Richard Lord QC (instructed by Holman Fenwick Willan LLP ) for the claimant in the first claim.
The defendant did not appear and was not represented.
Stewart Buckingham (instructed by Whale Rock Legal Ltd ) for the defendant in the second claim.
The claimant did not appear and was not represented.
The claimant in the first claim, Minerva Navigation Inc, entered into a charterparty with the defendant, Oceana Shipping AG, with Minerva as owners and Oceana as charterers. Oceana then entered into a sub-charterparty with the defendant in the second claim, Transatlantica Commodities SA. Both charterparties were on amended New York Produce Exchange (“NYPE”) 1946 forms. Disputes arose between Transatlantica and Oceana which were mirrored by disputes between Oceana and Minerva. The disputes were referred to arbitration under the head charterparty. The claim by Transatlantica was for sums for hire during a period in which the vessel was drifting at sea. Oceana passed that claim on to Minerva. The arbitrators found that the sums claimed were recoverable under the off hire clause. Minerva and Oceana appealed. In issue was the meaning of the off hire clause in the charterparties and whether under that clause the vessel was off hire for a particular period merely because it was not efficient for the services required during that period or whether the charterers had to also show a net loss of time.

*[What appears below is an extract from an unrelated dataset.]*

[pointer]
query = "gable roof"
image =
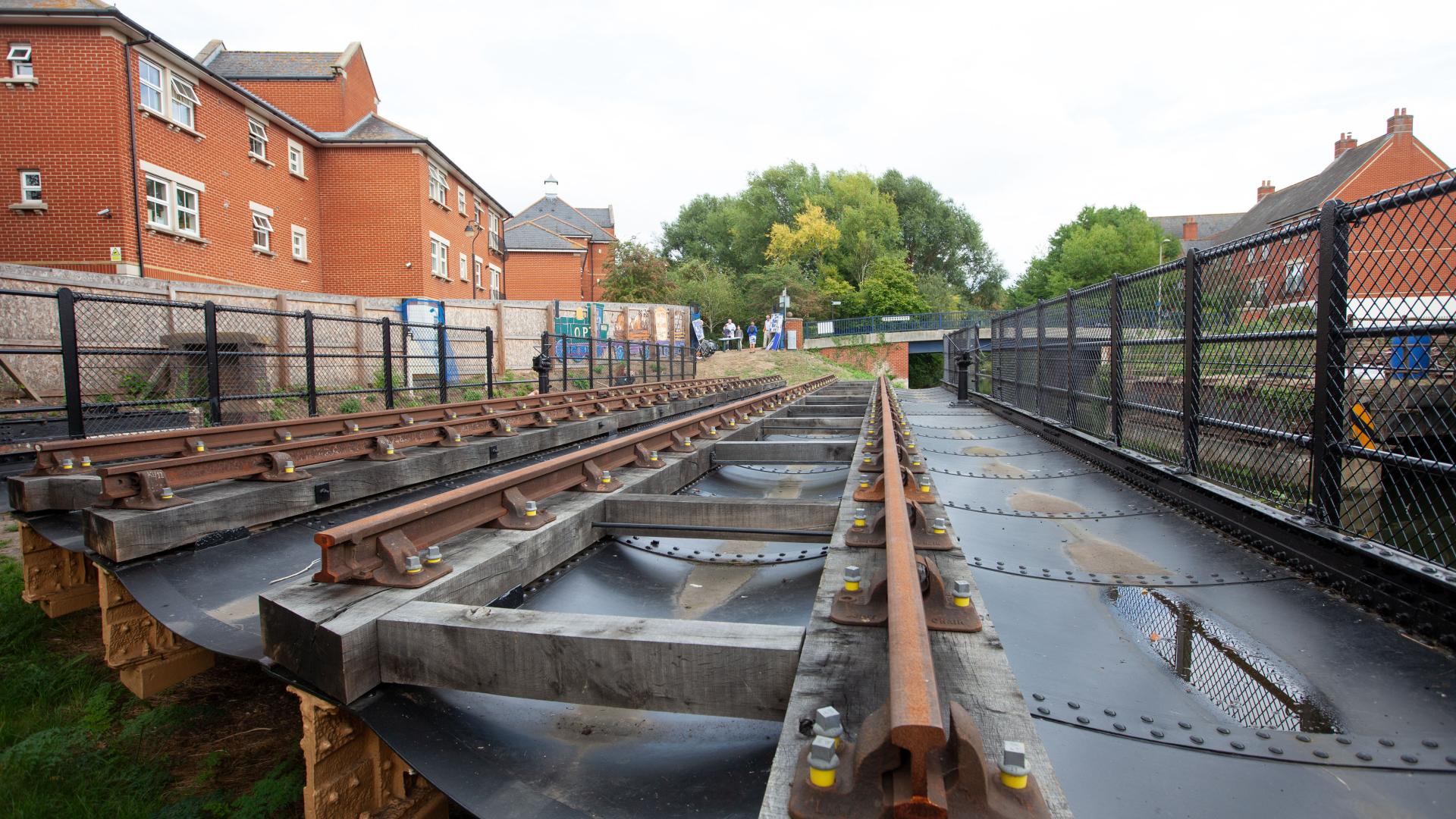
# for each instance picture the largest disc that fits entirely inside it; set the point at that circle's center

The judge, having considered a number of authorities at paras 45–83, concluded, at para 84, that the off-hire clause permitted the charterers to deduct time for the duration of the off hire event but only to the extent that there was a net loss of time to the chartered service. It was not sufficient for the charterers merely to show that, as regards the service immediately required, there was a net loss of time. The arbitrators erred in their findings on that issue. There was no net loss and the appeals were allowed.